La pression et les rumeurs s’intensifient. Non seulement il y a de la spéculation sur un remaniement de l’entraîneur-chef et du personnel d’entraîneurs, mais le directeur général pourrait quitter l’organisation pour un rôle plus important cette intersaison.
Chris MacFarland vers Nashville?
Le 23 mai, Jonah Sigel, rédacteur pour le Toronto Star, a publié un message sur X/Twitter affirmant que les Nashville Predators nommeraient Chris MacFarland, directeur général de l’Avalanche, au poste de vice-président des opérations hockey cet été. Il s’agirait d’une promotion par rapport à son poste actuel.
C’est une promotion importante considérant la situation actuelle des Predators. Avec plusieurs contrats qui expirent, des vétérans ayant encore du temps sur leurs contrats et neuf choix combinés des première et deuxième rondes au cours des trois prochaines saisons, l’équipe a besoin de clarté sur la direction de sa franchise.
Cette situation s’aligne avec les plans des Predators, car le directeur général et président des opérations hockey Barry Trotz a annoncé plus tôt cette saison qu’il prendrait sa retraite de ces deux postes. Cette saison, les Predators ont commencé à chercher le candidat idéal pour le remplacer. Plusieurs noms ont été rapportés, notamment l’ancien directeur général et président des New Jersey Devils Tom Fitzgerald, l’assistant directeur général des Florida Panthers Brett Peterson, l’assistant directeur général des Dallas Stars Scott White, l’assistant directeur général des Carolina Hurricanes Darren Yorke et l’assistant directeur général des Edmonton Oilers Bill Scott.

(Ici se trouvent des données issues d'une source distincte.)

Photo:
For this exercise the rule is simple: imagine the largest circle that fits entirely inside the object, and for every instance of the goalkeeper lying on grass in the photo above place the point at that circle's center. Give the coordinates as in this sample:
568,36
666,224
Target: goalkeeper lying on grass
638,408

Clarifications et incertitudes
Elliot Friedman de Sportsnet a rapidement rapporté sur son podcast 32 Thoughts pour clarifier la situation. Le point principal soulevé est que actuellement, les Predators ne sont pas autorisés à parler à MacFarland et aucun accord n’est en place pour son départ à la fin de la saison. Bien que les Predators le considèrent comme une figure clé dans leur recherche, rien n’est confirmé. Friedman a précisé qu’un accord
« conclu » serait « bien, bien, bien prématuré »
.
Pour l’instant, aucune autre source d’initiés ou annonce officielle des deux organisations n’a confirmé publiquement qu’une demande d’entrevue a eu lieu. Rien n’est gravé dans le marbre. Jusqu’à ce qu’un rapport ou une annonce officielle soit faite, la position de MacFarland avec l’équipe reste sûre, bien que l’équipe ait peu de moyens pour l’empêcher de partir.

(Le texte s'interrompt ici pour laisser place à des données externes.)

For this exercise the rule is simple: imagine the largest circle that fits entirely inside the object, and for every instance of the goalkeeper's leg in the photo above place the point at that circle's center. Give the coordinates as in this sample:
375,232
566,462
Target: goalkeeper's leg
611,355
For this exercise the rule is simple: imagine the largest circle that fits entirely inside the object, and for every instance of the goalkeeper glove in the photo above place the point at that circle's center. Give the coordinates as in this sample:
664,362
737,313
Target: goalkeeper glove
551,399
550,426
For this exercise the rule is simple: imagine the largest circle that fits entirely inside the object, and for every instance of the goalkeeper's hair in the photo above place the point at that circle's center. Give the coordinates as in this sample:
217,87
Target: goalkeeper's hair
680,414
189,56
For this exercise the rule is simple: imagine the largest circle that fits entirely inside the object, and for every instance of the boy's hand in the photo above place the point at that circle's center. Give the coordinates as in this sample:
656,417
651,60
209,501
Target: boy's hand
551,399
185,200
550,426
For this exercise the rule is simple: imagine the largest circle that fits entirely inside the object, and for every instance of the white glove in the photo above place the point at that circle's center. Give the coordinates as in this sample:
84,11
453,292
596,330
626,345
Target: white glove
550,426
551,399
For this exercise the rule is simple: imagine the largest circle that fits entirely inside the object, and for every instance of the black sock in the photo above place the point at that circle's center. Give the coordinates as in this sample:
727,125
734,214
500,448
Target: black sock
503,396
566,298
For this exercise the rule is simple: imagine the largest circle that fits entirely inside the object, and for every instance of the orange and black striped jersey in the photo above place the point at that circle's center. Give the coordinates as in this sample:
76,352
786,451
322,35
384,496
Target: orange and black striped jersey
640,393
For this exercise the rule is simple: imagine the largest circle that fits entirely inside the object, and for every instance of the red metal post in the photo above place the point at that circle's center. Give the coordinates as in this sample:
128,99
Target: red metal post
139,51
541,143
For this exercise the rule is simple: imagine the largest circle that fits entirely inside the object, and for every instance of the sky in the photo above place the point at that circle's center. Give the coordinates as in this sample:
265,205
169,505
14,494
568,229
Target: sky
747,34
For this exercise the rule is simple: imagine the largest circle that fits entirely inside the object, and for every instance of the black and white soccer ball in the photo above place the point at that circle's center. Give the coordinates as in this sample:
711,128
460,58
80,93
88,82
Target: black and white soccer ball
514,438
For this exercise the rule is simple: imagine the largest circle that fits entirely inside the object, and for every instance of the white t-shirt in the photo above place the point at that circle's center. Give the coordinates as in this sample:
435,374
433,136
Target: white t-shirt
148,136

La direction peut refuser les demandes d’entrevue pour les postes de direction. Quand quelqu’un est sous contrat, l’équipe peut l’obliger à respecter ses obligations contractuelles. Regardez simplement comment les Vegas Golden Knights gèrent Bruce Cassidy, refusant aux équipes comme les Edmonton Oilers de lui parler pour un poste d’entraîneur.

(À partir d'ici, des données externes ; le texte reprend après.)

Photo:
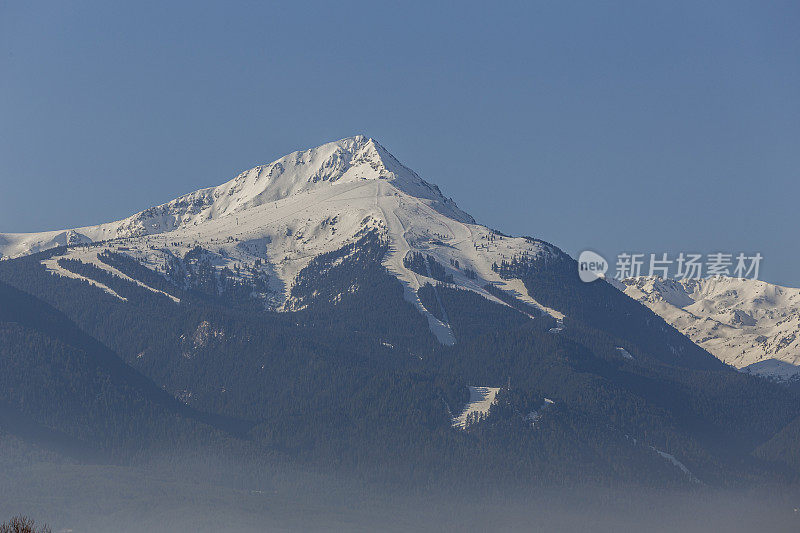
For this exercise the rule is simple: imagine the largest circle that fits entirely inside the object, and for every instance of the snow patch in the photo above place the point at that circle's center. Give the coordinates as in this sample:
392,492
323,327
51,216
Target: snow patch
480,401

Tout se résume à savoir si Nashville veut vraiment MacFarland et s’il ressent la même chose concernant cette promotion. S’il le souhaite, l’Avalanche ne peut vraiment rien y faire. Si l’équipe valorise vraiment MacFarland, il n’y a pas de titre plus élevé à lui offrir. Cela signifierait congédier Joe Sakic en tant que président des opérations hockey, ce qui semble peu probable.
Le seul autre facteur est la loyauté de MacFarland envers la franchise. Quitterait-il vraiment une équipe championne en compétition qu’il a aidé à construire pour une franchise rivale en division qui est au bord d’une reconstruction complète?
L’enjeu immédiat
L’Avalanche doit inverser la tendance s’il veut revenir contre les Golden Knights. La domination caractéristique du Colorado en troisième période a disparu contre Vegas. Après être tombés dans un trou 0-2, l’Avalanche doit changer sa façon de jouer s’il veut égaliser cette série.